Muy lejos de allí, en una modesta casita del Balneario La Coronilla, en Rocha, Uruguay, dos hombres miraban el partido en un viejo televisor a blanco y negro, de 12 pulgadas. Se veía como espejo. Es decir, espantoso.
En la estufa a leña, dentro de una lata, burbujeaba un té de guaco y miel. Para ver si aflojaba un poco aquello que ambos tenían atravesado en la garganta.
Mi abuela había muerto en mi cama del barrio Buceo, en Montevideo, el 7 de junio. Ella iba regularmente a la capital a ver médicos, hacerse análisis, y esas cuestiones.
Cuando mi abuelo, que la había acompañado a Montevideo unos días antes, se volvía a Rocha, me dijo:
-Cuídame a la vieja. Yo vengo a buscarla la semana que viene.
Yo, que tenía 23 años y pocas palabras, debo haberle dicho:
-Bueno Bobó. Quédate tranquilo.
Pero mi abuela falleció allí, en mi cama, a mi cuidado.
Y por alguna razón que nunca comprendí me tocó la tarea de acompañar a mi abuelo en su duelo, allá en el invierno de La Coronilla.
El velatorio y el entierro fueron en Castillos. Y de ahí seguimos, mi abuelo y yo, sólos.
Uruguay ya había empatado y había perdido. Pero no me importaba.
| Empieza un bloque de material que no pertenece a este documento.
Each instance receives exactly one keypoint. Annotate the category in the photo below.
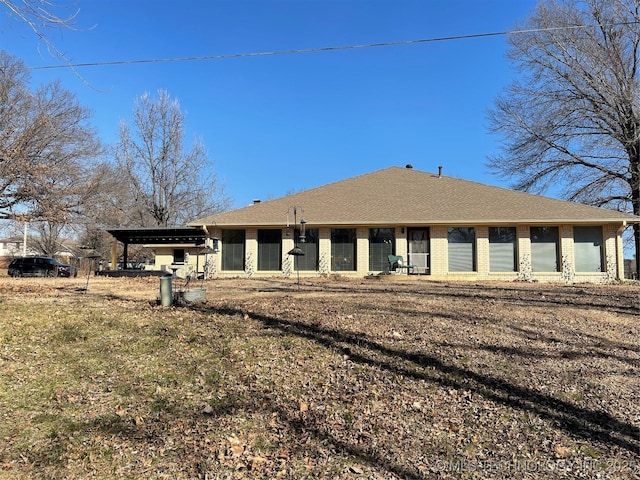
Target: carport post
(114, 254)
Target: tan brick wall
(439, 251)
(362, 250)
(402, 246)
(482, 251)
(325, 250)
(439, 258)
(567, 250)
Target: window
(462, 249)
(311, 249)
(382, 243)
(544, 249)
(588, 249)
(503, 252)
(178, 255)
(343, 249)
(233, 249)
(269, 249)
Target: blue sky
(277, 124)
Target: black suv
(40, 267)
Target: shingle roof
(404, 196)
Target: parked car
(40, 267)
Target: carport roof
(159, 236)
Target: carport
(158, 236)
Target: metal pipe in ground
(166, 291)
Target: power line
(323, 49)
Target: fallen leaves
(343, 379)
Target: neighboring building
(14, 247)
(446, 227)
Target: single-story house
(443, 227)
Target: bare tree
(572, 121)
(41, 15)
(170, 185)
(46, 147)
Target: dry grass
(332, 379)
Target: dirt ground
(380, 377)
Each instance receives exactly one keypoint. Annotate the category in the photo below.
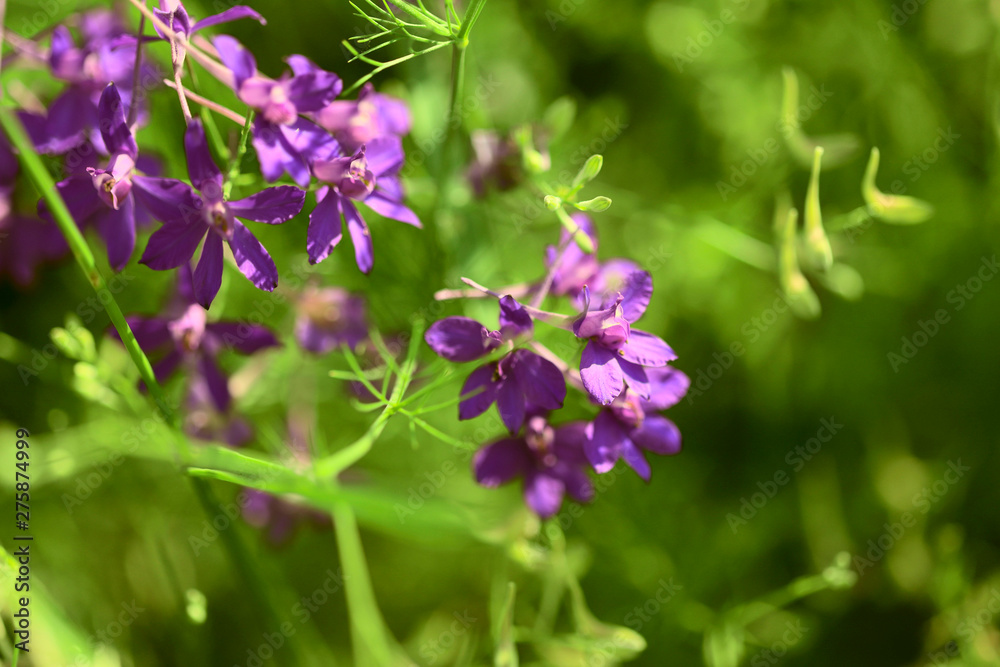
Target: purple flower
(172, 13)
(191, 214)
(103, 196)
(372, 116)
(371, 176)
(328, 318)
(188, 339)
(283, 140)
(521, 383)
(616, 353)
(626, 428)
(550, 460)
(578, 269)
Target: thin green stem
(81, 252)
(368, 630)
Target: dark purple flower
(172, 13)
(616, 353)
(577, 269)
(372, 116)
(370, 176)
(190, 214)
(521, 383)
(283, 140)
(550, 460)
(627, 427)
(103, 197)
(187, 339)
(328, 318)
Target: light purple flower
(190, 214)
(185, 338)
(175, 16)
(550, 460)
(372, 116)
(616, 353)
(103, 197)
(328, 318)
(283, 140)
(370, 176)
(521, 383)
(627, 427)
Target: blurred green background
(676, 96)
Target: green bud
(798, 291)
(844, 281)
(817, 247)
(595, 205)
(591, 168)
(894, 209)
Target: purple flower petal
(311, 88)
(208, 273)
(245, 338)
(514, 319)
(391, 208)
(236, 58)
(646, 349)
(637, 291)
(169, 200)
(80, 196)
(459, 339)
(636, 378)
(117, 228)
(668, 387)
(542, 384)
(218, 386)
(385, 155)
(252, 259)
(482, 377)
(635, 460)
(272, 205)
(602, 376)
(172, 245)
(543, 493)
(205, 174)
(607, 438)
(175, 18)
(114, 130)
(325, 228)
(231, 14)
(501, 461)
(360, 236)
(510, 404)
(658, 435)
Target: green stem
(368, 629)
(81, 251)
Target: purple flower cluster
(622, 369)
(351, 147)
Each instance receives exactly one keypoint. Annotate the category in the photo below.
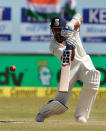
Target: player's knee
(92, 79)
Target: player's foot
(39, 118)
(81, 119)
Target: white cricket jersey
(57, 48)
(80, 54)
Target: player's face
(57, 35)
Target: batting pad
(52, 108)
(64, 80)
(88, 94)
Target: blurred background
(24, 42)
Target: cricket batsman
(76, 65)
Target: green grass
(17, 114)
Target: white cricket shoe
(39, 118)
(81, 119)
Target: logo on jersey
(56, 23)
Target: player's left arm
(75, 22)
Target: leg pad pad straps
(52, 108)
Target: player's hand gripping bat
(65, 68)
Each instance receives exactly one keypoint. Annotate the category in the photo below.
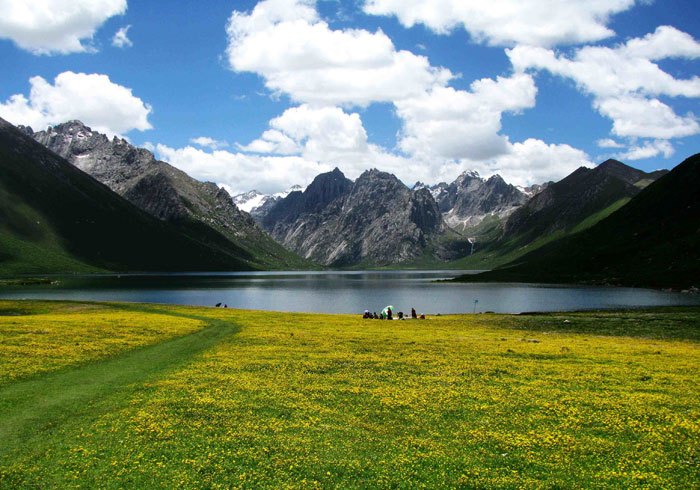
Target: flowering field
(38, 337)
(585, 400)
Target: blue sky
(268, 94)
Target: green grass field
(146, 396)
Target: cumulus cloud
(121, 38)
(297, 54)
(444, 131)
(92, 98)
(454, 124)
(240, 172)
(207, 142)
(509, 22)
(609, 143)
(532, 162)
(625, 82)
(327, 135)
(55, 26)
(635, 116)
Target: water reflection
(344, 292)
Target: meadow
(150, 396)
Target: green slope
(652, 241)
(55, 218)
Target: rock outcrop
(200, 208)
(376, 220)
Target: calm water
(345, 292)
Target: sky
(267, 94)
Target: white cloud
(509, 22)
(444, 130)
(207, 142)
(649, 118)
(298, 54)
(327, 135)
(648, 149)
(239, 172)
(532, 162)
(272, 141)
(55, 26)
(625, 82)
(609, 143)
(121, 38)
(454, 124)
(91, 98)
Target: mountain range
(653, 240)
(109, 188)
(56, 218)
(200, 209)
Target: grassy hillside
(55, 218)
(224, 399)
(652, 241)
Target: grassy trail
(33, 408)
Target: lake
(344, 292)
Esos partidos pasaron sin pena ni gloria para mí, ocupado en ayudar a mi abuelo en las tareas cotidianas. Tomar mate, cortar leña, prender la estufa, ir al pueblo a comprar galleta, ordenar un poco la cabaña, y acompañarlo al Chuy a hacer el surtido. Hablamos poco y tomamos mucho, según recuerdo.
Pero ese jueves 21 de junio de 1990, Uruguay se jugaba el pasaje a la segunda ronda, y mi abuelo me dijo:
-Si quieres prende el televisor pa ver el partido. A mí no me molesta.
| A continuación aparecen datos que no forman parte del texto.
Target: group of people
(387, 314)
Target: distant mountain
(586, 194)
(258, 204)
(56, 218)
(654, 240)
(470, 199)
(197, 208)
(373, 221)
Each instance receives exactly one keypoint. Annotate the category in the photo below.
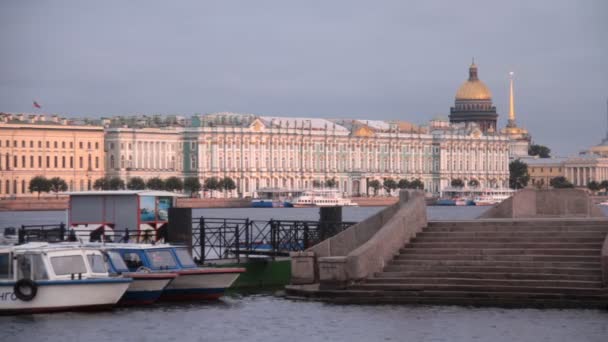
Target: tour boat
(192, 282)
(322, 198)
(147, 286)
(40, 277)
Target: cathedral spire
(511, 122)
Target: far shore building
(35, 145)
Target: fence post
(202, 238)
(61, 231)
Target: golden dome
(473, 88)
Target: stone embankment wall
(530, 203)
(364, 248)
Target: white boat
(192, 282)
(42, 277)
(322, 198)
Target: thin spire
(511, 102)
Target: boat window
(69, 264)
(117, 261)
(132, 260)
(161, 259)
(184, 257)
(31, 266)
(5, 266)
(97, 264)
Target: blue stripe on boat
(74, 282)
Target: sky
(385, 60)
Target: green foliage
(39, 184)
(561, 183)
(457, 183)
(174, 184)
(136, 183)
(540, 151)
(518, 174)
(417, 184)
(594, 186)
(403, 184)
(389, 185)
(155, 183)
(374, 184)
(58, 185)
(331, 183)
(192, 185)
(116, 183)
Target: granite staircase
(509, 263)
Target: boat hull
(201, 284)
(146, 288)
(65, 295)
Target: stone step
(519, 223)
(506, 258)
(464, 228)
(594, 276)
(554, 245)
(415, 249)
(432, 268)
(481, 288)
(493, 263)
(447, 238)
(520, 235)
(491, 299)
(424, 281)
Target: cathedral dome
(473, 88)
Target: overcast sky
(357, 59)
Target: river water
(269, 318)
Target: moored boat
(39, 277)
(192, 282)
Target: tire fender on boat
(22, 285)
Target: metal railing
(229, 238)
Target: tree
(174, 184)
(518, 174)
(136, 183)
(540, 151)
(331, 183)
(39, 184)
(561, 183)
(155, 183)
(389, 185)
(374, 184)
(417, 184)
(403, 184)
(192, 185)
(226, 184)
(457, 183)
(211, 184)
(101, 184)
(58, 185)
(116, 183)
(594, 186)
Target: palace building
(34, 145)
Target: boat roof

Estábamos los dos con la garganta cerrada, con una gripe machaza. La estufa prendida, el charope de guaco y miel, y el mate. Eran las cinco de la tarde cuando empezó el partido.
Uruguay jugó de blanco ese día, y tenía un cuadrazo: Fernando Alvez en el arco, Herrera, el Tano Gutierrez, el Hugo de León y Dominguez atrás. En el medio el Vasco Ostolaza, el Chueco Perdomo y Ruben Paz. Y adelante Francescoli, Sergio Martinez y Ruben Sosa.
En el segundo tiempo entró el Pato Aguilera por Ostolaza, y a los 62 minutos entró Daniel Fonseca en sustitución de Ruben Sosa.
Corea se aferraba al empate, que le servía. Uruguay necesitaba ganar. Si empatábamos quedábamos afuera. El tiempo se terminaba. Ya no había más cambios. Estábamos quedando eliminados.
Cuando le expliqué la situación a mi abuelo, Bobó, ni se inmutó. Sin mirarme, mirando al televisor, me dijo solamente:
-Si hay Dios, Uruguay va a hacer un gol.
Yo no contesté. Nunca supe si existía un dios, y mucho menos si tendría tiempo de ocuparse de un resultado deportivo. Pero no iba a contradecir a mi abuelo.
En el minuto 90, Alvez saca fuerte con el pie. La baja Francescoli. La pelota le llega a un jovencito Daniel Fonseca, que encara por derecha y le cortan el paso. Faul. Era la última. Se jugaban los descuentos.
Viene el centro pasado, al segundo palo. Cabecea Fonseca y goooooool de Uruguay!!
-Hay Dios!! ¡¡¡Hay Dios!!!- gritaba mi abuelo
-Gooooool -gritaba yo
Nos abrazamos llorando, mi abuelo y yo.
Lloramos mucho, mi abuelo y yo.
Abrazados, lloramos como nunca antes.
Por mi abuela, por él, por Uruguay, y porque descubrimos, ese día, que Dios existe.